DALL-E 3 renders legible text inside images and I have not found another model that does it as reliably
Specific capability post because I think this is genuinely underreported.
I do cover design work for indie authors and small publishers. A lot of cover concepts involve text as a design element, a stylized title treatment, a word integrated into an illustration, a sign in a scene that needs to be readable. Most AI image generators handle text integration badly. Letters get scrambled, words blend into the background, anything beyond two or three characters usually distorts.
DALL-E 3 is the model I use specifically for anything that requires legible text in the image. It is meaningfully better than the alternatives at rendering accurate text as part of a composition rather than as a separate overlay. For a book title integrated into a scene, a sign in a storefront illustration, a label on an object, the accuracy is high enough to be usable as a starting point rather than a frustrating failure.
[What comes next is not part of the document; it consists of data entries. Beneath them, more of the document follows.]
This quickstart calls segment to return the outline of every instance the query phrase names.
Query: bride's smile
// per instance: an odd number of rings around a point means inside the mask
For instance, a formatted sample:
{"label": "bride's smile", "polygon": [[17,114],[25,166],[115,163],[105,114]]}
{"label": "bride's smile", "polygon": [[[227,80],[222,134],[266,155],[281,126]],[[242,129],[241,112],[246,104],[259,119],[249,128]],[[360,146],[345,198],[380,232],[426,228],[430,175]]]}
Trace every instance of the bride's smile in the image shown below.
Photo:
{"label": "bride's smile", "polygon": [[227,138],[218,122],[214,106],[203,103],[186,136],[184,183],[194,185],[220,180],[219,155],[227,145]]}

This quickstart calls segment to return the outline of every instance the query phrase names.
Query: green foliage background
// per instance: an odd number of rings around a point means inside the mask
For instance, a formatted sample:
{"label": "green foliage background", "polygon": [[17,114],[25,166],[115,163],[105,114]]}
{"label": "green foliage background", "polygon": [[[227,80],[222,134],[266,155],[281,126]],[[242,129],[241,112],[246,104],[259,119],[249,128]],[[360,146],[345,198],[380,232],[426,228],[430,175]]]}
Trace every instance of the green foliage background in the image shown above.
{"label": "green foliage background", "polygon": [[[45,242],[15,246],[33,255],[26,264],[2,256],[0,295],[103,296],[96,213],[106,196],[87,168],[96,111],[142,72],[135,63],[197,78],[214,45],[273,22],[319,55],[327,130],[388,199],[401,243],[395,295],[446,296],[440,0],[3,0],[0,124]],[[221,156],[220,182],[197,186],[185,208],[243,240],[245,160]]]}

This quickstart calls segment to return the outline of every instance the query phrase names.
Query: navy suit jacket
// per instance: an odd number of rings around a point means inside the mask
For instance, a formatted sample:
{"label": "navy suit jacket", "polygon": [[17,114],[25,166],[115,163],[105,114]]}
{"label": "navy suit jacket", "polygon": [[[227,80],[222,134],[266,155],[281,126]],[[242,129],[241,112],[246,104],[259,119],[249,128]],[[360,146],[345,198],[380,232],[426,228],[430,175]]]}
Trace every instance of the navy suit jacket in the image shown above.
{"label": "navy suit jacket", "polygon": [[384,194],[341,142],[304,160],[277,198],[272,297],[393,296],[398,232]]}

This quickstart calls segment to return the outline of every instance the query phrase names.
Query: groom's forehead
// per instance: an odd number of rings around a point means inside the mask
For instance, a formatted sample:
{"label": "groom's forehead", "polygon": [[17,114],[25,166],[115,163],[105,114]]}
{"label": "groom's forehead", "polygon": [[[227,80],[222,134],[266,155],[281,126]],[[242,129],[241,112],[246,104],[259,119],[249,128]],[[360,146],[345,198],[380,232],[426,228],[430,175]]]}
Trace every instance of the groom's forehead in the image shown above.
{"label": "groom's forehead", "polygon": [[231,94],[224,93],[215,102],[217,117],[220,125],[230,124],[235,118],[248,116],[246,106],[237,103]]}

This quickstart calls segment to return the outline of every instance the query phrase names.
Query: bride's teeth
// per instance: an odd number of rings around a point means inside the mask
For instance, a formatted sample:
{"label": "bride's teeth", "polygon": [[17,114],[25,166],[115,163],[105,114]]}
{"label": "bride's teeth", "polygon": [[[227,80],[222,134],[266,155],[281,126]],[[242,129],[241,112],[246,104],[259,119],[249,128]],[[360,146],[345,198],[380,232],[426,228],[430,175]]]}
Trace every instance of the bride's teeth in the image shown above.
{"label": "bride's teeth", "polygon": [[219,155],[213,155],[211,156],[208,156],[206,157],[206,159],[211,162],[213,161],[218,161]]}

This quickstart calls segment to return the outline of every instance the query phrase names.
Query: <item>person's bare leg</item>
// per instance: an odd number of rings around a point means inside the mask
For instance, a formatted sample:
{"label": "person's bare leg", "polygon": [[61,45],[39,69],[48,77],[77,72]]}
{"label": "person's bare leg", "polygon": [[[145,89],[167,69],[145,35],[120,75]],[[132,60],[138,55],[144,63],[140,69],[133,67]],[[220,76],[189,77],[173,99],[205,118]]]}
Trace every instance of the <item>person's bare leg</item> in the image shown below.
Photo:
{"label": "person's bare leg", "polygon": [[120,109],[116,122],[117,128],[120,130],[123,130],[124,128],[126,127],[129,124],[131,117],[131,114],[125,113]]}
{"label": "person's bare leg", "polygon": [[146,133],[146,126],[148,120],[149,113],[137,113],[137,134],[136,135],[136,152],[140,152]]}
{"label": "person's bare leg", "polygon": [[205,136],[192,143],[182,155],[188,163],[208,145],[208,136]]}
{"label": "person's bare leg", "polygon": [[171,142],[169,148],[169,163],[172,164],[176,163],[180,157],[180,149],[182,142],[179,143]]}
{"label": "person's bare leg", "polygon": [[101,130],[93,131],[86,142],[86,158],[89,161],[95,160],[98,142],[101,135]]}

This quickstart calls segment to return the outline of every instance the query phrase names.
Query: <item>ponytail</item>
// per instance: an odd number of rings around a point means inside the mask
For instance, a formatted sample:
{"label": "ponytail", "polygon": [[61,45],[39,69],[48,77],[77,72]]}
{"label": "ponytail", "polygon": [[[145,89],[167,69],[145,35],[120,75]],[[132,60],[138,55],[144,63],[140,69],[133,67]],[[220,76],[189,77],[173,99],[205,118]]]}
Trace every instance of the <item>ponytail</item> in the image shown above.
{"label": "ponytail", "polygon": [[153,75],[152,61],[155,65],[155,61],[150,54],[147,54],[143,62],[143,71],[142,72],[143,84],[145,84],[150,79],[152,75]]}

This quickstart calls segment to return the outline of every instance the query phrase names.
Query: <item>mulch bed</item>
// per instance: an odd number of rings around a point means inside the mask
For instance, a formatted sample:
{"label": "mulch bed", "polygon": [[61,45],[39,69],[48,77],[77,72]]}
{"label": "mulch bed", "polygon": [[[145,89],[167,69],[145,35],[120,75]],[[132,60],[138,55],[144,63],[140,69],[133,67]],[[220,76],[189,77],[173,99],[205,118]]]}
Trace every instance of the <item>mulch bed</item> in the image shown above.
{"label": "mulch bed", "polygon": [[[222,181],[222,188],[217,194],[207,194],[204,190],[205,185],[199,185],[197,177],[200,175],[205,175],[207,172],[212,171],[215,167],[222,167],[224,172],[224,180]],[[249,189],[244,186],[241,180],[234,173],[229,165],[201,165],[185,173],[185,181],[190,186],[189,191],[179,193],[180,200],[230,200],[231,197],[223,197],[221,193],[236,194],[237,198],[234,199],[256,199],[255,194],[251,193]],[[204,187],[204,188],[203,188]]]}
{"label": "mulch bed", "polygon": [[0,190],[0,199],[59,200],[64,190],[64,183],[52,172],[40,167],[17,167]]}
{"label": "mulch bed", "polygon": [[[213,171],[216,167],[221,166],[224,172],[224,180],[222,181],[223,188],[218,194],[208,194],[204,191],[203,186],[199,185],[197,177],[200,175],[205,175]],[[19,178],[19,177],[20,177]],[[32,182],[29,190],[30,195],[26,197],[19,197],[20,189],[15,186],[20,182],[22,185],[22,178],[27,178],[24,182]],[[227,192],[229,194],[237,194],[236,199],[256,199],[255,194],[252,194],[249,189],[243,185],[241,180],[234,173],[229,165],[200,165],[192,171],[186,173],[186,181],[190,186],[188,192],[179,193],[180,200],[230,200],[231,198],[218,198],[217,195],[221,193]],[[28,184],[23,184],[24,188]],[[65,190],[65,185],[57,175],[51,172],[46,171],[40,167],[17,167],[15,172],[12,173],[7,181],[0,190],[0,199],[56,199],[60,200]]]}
The Conversational Prompting through ChatGPT is the workflow I use. I describe the composition, the style, the text elements I need and where they should sit, and then iterate through the chat interface. "Make the title text larger and move it to the upper third." "Change the background to late evening light." "The font should look hand-lettered." Each revision builds on the last without starting over.
Aspect Ratio Control is important for cover work specifically where vertical format is the default. Requesting widescreen, vertical or square adjusts automatically.
The Custom Instructions feature lets me set a persistent style baseline so I am not re-specifying lighting preferences, artistic style and camera type with every new prompt.